Une filière complète, apte à dispenser des masters et des doctorats, à former des chercheurs et des enseignants : c’est ainsi que se traduit, de manière pratique, la volonté d’universitarisation portée par l’ANdEP.

Les buts : la possibilité, pour les infirmiers ayant fait une spécialité (IBODEs et puériculteurs) de disposer d’un grade de master, au même titre que les infirmiers anesthésistes. Mais aussi la création de doctorats – et donc de docteurs en sciences paramédicales . Un statut qui existe déjà au Canada, et qui doit permettre le développement de la recherche dans le secteur paramédical.

En pratique, cela pourrait mener à la création de nouveaux métiers tels que les cliniciens chercheurs ou les enseignants chercheurs. Une étape indispensable pour l’épanouissement des formations aux métiers de santé, d’après Florence Girard, qui rappelle que : «sans recherche on ne peut développer l’universitarisation, et vice-versa». 

Pour arriver à cette fin, l’établissement d’un nouveau conventionnement avec les UFRs et les universités est indispensable. Les statuts actuels ne donnent accès qu’à des grades de licence aux formations initiales et ne leur permettent de délivrer que des diplômes d’état.

Si le rattachement des formations paramédicales aux universités fait un peu plus consensus dans le secteur, une autre revendication commune s’inscrit dans les nouveaux enjeux de l’ANdEP : la pluriprofessionnalité.

L’idée : repenser les formations de santé pour former des professionnels aptes à travailler ensemble et sortir des enseignements en tuyau d’orgue. «On souhaite que les étudiants en formations paramédicales aient des moments de partage communs pendant leurs études et, pour ceux qui ont vocation à faire de la recherche, qu’ils fassent de la recherche en commun, au niveau doctorat», précise encore Florence Girard.

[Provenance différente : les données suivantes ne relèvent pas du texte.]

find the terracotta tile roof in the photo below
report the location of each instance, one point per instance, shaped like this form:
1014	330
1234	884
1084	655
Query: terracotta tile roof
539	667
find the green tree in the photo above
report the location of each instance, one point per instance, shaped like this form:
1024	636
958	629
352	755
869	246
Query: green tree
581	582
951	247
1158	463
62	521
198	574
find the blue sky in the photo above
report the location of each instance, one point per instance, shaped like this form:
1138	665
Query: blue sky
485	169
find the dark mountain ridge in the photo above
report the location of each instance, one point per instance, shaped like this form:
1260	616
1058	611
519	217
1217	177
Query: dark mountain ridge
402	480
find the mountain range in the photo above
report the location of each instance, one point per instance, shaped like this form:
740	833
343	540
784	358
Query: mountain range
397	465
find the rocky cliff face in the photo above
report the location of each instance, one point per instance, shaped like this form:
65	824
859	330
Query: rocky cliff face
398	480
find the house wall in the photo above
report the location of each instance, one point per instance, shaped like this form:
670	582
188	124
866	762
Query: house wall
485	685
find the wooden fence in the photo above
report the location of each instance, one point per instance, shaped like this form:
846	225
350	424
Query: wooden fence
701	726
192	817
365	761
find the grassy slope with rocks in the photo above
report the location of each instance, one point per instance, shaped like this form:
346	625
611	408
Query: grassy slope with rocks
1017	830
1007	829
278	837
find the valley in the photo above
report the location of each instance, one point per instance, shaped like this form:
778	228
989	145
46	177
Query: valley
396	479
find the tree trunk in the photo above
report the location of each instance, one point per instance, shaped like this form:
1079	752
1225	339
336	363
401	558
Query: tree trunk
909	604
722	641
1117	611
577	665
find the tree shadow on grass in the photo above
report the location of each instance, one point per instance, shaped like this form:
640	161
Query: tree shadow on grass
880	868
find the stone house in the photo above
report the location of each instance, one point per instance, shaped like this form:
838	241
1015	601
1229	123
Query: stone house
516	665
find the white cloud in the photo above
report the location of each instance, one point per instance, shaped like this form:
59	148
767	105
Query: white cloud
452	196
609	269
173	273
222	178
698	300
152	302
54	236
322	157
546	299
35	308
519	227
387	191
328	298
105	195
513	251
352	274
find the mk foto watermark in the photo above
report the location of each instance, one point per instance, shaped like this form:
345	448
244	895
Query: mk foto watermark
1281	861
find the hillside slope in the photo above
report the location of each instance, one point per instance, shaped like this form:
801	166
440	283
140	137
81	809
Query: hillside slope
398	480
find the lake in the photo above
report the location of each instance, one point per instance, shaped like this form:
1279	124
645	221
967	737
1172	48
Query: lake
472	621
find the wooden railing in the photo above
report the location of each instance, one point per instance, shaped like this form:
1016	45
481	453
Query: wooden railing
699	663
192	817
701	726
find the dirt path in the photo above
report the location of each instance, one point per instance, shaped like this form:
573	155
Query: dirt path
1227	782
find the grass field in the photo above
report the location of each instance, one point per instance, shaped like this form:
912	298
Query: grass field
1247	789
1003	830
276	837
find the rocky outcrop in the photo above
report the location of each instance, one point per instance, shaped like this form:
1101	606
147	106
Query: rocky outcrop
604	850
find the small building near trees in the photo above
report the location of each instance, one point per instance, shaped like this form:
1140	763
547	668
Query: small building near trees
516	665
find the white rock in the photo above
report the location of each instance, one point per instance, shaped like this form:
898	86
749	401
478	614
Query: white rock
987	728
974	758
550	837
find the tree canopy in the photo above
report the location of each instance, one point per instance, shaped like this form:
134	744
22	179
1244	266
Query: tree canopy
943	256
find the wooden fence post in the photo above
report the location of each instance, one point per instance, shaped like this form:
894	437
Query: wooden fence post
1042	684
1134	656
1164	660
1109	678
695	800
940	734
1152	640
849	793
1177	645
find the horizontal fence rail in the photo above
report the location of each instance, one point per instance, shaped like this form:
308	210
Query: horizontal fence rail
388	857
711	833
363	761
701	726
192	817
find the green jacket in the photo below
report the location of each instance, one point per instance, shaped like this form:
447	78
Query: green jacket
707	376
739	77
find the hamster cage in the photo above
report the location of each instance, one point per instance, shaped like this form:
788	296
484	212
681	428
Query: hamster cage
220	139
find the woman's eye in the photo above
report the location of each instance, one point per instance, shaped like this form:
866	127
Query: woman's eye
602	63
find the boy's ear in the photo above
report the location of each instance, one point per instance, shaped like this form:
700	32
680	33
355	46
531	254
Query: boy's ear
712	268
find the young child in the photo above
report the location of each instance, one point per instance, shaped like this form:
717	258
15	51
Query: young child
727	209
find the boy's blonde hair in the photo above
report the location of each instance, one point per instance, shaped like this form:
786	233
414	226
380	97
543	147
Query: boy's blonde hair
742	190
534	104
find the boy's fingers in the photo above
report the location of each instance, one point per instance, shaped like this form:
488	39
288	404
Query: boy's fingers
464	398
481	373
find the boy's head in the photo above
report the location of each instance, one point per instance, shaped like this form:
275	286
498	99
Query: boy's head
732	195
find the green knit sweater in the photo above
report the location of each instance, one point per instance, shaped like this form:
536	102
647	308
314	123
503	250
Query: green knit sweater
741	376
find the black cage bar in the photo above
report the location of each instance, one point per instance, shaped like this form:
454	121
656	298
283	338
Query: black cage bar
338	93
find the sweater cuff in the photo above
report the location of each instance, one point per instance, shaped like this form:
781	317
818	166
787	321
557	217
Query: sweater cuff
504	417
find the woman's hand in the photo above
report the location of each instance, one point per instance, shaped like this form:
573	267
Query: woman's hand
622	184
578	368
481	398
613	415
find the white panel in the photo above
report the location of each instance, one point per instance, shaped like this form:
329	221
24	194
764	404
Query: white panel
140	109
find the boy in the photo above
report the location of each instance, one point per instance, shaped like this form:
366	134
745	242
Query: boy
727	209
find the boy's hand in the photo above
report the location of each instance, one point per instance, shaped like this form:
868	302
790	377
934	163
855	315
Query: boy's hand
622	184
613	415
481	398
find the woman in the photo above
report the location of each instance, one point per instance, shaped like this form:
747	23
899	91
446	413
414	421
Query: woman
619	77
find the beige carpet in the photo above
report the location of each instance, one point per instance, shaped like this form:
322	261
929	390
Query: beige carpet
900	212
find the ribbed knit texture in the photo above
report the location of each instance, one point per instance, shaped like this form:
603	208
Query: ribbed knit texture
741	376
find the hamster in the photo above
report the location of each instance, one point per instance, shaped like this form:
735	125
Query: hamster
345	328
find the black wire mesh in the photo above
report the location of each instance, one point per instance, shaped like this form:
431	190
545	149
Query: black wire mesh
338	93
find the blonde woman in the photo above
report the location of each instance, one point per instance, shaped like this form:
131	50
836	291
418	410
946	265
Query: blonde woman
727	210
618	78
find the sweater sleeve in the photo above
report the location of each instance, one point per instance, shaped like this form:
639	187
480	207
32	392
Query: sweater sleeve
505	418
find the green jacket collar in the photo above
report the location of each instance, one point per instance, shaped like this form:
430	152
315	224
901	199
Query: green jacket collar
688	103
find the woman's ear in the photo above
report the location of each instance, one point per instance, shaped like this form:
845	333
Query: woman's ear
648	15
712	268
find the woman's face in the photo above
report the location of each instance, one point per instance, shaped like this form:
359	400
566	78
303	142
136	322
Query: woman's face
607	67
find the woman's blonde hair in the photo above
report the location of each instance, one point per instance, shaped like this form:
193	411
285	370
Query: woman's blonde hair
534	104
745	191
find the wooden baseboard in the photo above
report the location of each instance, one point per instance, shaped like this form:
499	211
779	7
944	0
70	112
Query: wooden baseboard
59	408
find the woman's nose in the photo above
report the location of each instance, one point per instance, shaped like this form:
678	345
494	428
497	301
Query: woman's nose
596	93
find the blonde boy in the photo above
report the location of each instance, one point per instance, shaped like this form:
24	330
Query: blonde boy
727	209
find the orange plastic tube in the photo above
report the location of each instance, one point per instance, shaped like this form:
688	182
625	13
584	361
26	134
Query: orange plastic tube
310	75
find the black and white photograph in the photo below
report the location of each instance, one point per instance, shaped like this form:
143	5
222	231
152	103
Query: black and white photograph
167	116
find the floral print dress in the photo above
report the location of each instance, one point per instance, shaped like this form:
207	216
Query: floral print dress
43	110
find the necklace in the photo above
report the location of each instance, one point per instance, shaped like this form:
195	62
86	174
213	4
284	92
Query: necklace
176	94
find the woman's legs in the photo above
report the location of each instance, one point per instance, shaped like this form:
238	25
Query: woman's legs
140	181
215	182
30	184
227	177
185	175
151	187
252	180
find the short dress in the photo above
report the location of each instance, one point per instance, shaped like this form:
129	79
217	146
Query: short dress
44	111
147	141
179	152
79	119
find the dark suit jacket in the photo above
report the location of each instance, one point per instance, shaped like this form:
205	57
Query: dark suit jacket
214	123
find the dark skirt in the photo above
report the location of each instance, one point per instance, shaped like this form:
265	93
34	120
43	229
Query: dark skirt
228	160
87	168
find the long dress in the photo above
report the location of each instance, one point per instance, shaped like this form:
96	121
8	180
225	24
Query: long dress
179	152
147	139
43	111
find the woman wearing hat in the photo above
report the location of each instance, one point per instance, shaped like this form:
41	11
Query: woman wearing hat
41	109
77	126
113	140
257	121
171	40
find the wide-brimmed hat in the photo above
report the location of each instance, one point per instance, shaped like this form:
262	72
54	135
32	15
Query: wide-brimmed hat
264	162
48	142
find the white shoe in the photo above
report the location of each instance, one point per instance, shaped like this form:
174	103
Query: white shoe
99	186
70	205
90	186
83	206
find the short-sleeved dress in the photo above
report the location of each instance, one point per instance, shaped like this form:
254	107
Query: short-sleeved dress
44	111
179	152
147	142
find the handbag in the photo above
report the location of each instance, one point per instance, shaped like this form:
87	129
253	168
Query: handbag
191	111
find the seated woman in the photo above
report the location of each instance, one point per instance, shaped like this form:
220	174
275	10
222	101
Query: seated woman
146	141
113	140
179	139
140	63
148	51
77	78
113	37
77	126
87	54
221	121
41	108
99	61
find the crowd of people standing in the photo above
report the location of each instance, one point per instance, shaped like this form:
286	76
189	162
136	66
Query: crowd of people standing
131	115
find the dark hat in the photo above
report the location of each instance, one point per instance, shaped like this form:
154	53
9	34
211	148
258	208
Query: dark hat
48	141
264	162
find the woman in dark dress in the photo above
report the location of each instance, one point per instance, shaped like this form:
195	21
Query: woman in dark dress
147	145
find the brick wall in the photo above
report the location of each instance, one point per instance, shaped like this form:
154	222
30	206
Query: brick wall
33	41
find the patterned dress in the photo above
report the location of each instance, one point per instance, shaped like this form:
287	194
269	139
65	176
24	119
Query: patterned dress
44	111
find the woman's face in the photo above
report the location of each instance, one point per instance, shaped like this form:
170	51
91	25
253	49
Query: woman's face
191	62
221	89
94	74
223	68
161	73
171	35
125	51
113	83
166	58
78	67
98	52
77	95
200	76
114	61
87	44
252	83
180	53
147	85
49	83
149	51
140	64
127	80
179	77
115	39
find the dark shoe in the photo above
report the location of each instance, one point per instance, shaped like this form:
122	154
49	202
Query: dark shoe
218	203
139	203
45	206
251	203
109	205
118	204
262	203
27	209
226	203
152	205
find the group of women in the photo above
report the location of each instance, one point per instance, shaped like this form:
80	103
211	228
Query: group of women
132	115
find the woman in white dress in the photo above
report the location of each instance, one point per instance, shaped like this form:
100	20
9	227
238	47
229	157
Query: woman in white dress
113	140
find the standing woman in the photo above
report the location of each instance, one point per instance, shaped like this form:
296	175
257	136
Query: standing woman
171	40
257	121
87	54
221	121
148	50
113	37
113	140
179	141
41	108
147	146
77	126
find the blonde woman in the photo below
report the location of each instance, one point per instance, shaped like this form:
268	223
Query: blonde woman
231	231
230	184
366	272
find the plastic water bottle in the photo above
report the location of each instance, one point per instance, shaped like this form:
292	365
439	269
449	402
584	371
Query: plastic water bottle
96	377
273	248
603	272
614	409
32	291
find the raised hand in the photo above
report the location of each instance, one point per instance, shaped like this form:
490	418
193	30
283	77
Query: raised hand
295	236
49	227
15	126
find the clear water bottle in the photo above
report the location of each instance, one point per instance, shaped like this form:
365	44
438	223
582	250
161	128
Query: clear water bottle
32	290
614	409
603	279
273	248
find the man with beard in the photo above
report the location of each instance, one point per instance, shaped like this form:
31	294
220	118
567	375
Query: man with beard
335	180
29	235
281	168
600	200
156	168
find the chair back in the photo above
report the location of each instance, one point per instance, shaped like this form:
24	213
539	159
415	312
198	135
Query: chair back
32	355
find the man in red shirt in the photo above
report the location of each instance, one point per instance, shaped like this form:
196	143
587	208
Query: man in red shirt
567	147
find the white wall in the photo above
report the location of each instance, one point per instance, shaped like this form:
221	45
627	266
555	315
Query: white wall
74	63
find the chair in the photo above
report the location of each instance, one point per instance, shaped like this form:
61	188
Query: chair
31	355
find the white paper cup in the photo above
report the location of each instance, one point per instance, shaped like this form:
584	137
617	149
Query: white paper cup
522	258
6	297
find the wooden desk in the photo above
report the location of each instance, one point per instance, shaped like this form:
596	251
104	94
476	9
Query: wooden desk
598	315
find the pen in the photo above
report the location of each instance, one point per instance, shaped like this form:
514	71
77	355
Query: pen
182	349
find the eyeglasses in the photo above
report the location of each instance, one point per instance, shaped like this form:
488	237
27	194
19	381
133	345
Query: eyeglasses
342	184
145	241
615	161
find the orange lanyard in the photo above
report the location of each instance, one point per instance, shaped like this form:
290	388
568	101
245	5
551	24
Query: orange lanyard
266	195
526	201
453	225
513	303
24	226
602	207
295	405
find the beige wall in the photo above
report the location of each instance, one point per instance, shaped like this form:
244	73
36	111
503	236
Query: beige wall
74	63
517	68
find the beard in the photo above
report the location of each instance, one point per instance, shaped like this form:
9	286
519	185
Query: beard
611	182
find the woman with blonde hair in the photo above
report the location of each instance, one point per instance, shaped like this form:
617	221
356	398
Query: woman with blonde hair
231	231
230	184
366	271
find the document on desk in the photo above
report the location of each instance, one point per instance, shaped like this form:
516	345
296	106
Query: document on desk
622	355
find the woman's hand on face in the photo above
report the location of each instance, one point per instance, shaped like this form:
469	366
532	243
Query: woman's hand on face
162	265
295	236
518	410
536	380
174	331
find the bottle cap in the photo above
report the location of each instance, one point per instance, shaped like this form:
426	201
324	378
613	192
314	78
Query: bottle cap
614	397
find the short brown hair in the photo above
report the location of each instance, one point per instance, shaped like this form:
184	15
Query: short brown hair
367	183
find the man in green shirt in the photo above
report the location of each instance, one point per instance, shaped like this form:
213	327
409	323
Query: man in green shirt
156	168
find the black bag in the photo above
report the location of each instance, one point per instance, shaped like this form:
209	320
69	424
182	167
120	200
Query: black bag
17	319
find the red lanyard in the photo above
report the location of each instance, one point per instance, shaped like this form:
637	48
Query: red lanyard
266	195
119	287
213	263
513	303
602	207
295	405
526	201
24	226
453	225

L’association insiste sur l’accès à la recherche parce qu’elle est indispensable pour asseoir la légitimité des formations aux métiers de la santé dans les universités. On ne peut plus concevoir la recherche sur certains sujets sans être pluriprofessionnel.

L’axe de l’année sera d’accompagner ces changements, en tant que directeurs, pour qu’ils se fassent dans le respect des identités de chacun, tout en atteignant les objectifs fixés.

Associations, fondations, groupements… Les fédérations d’établissements liés à la santé ne manquent pas en France. Dans ce labyrinthe d’acronymes et d’institutions, l’ANdEP occupe une place bien particulière, qui lui confère sa spécificité.

Tout d’abord, c’est une association de personnes, et non d’établissements, comme d’autres associations.

Ensuite, l’ANdEP accueille sans distinction les Directeurs des instituts, ou exerçant dans un département universitaire publics, privés non lucratifs aussi bien que privés lucratifs, ainsi que les différentes filières du paramédical : kinésithérapeutes, ergothérapeutes, infirmiers, aides-soignants, etc.

Enfin, l’association se concentre en priorité sur la fonction et sur les missions plutôt que sur les statuts, même si ceux-ci restent un objectif.

Ses engagements prioritaires: le travail, le quotidien, les enjeux de terrain, les évolutions, avec une volonté d’ouverture.